Prises une à une, ces transformations peuvent être inquiétantes, mais  si les trois sont réunies, c'est la  panique !

"Combien de fois avons-nous entendu dire que c'était la fin de petite ville américaine, que c'était la fin de la famille, que la jeunesse  d'aujourd'hui  avait changé ?" demande  Bell. Le cycle est très long. Et il a sans doute débuté il y a environ 2 500 ans, quand le monde de l'écrit a commencé à décrocher la connaissance de l'espace  et du temps et a offert d'autres possibilités pour les gens de s'adresser les uns aux autres. Cela satisfaisait  aux trois règles précédemment citées et paniqua donc Socrate, qui s'inquiéta de ce que l'écrit allait détruire la mémoire et l'art de l'argumentation. Mais Socrate n'avait rien vu. Car les 100 années qui viennent de s'écouler ont été un flux presque continu d'innovations et de moments de panique. Prenez le téléphone, qui nous a soudain permis de joindre presque tout le monde, partout, à n'importe quel moment. Comme une annonce aux peurs déclenchées par les médias sociaux d'aujourd'hui, des experts ont prédit à l'époque que le téléphone tuerait la communication en face à face. Mark Twain se moquait de la prétendue frivolité des conversations téléphoniques entre femmes (à propos des femmes, précise Thompson , Genevieve Bell explique qu'on peut-être sûr qu'une panique morale va se déclencher quand les critiques commencent à s'inquiéter de l'impact d'une technologie sur les femmes et la fragile jeunesse).

Mais les technologies qui n'affectaient pas ces trois choses n'ont guère déclenché de protestation. Le fax par exemple. Il a affecté l'espace et le temps, mais pas les relations sociales. Et je pense, dit Thompson , qu'il a va de même pour Square. Cela dit, ajoute Thompson, cela ne revient pas à dire que les paniques sont toujours injustifiées. Des réseaux sociaux centralisés sont un vrai problème en termes de vie privée ; la cyberprédation, même rare, existe. Mais le vrai problème de ceux qui répandent la panique est leur conviction que toute ère technologique révolue était l'âge d'or de la civilité et de la contemplation. Or, c'est faux. Et de façon très marrante, beaucoup aujourd'hui chantent les louanges d'outils qu'ils dénonçaient naguère - comme cette plainte contemporaine que l'internet tue cette interaction tellement pleine d'émotion qu'était le coup de téléphone.
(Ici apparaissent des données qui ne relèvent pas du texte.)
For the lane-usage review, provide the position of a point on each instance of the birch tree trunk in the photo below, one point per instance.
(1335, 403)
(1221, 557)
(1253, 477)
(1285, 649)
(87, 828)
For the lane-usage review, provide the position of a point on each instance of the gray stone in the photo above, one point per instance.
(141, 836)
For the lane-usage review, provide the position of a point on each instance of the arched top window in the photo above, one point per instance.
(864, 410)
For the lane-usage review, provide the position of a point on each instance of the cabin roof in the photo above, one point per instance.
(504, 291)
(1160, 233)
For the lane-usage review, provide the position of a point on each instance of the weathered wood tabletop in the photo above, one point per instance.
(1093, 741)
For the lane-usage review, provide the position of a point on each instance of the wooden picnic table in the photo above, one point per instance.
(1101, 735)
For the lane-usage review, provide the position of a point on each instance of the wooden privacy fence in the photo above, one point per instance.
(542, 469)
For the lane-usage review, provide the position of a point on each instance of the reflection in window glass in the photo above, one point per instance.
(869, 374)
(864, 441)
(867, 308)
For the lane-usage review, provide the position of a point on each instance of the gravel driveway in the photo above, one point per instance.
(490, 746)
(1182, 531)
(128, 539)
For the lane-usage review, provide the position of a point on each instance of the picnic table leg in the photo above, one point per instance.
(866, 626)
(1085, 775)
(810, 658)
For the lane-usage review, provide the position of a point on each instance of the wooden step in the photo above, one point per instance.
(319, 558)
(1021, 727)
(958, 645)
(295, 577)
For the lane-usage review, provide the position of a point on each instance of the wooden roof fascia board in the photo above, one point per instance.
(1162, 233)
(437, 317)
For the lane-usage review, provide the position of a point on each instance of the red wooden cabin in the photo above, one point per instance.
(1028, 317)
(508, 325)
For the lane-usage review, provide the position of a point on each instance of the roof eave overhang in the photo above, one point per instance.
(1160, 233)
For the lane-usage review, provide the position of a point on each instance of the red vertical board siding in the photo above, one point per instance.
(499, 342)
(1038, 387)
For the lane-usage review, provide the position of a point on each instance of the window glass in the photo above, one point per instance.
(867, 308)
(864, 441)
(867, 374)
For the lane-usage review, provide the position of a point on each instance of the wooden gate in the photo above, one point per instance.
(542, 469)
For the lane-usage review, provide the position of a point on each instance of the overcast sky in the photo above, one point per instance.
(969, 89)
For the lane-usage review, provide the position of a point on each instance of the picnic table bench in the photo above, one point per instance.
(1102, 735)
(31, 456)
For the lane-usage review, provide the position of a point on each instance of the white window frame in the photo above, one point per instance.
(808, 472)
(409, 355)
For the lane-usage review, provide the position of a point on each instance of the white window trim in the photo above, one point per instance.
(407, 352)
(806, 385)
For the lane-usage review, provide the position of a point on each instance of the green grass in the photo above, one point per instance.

Voici la part utile de tout ça : on peut se servir des lois de Bell pour déduire quels outils vont provoquer l'angoisse. Par exemple, dit Thompson, je fais l'hypothèse que la géolocalisation, la lecture sociale et l'Internet des objets - des objets qui vont interagir avec nous et entre eux -, provoqueront tous des effets de panique. Ils affectent notre rapport au temps, à l'espace et à autrui. Ils arrivent même à me stresser un peu, quand j'imagine comment gouvernement et entreprise pourraient en abuser. Mais je me calme en étant convaincu  que, comme toutes les Cassandre du passé,  j'ai tort de paniquer."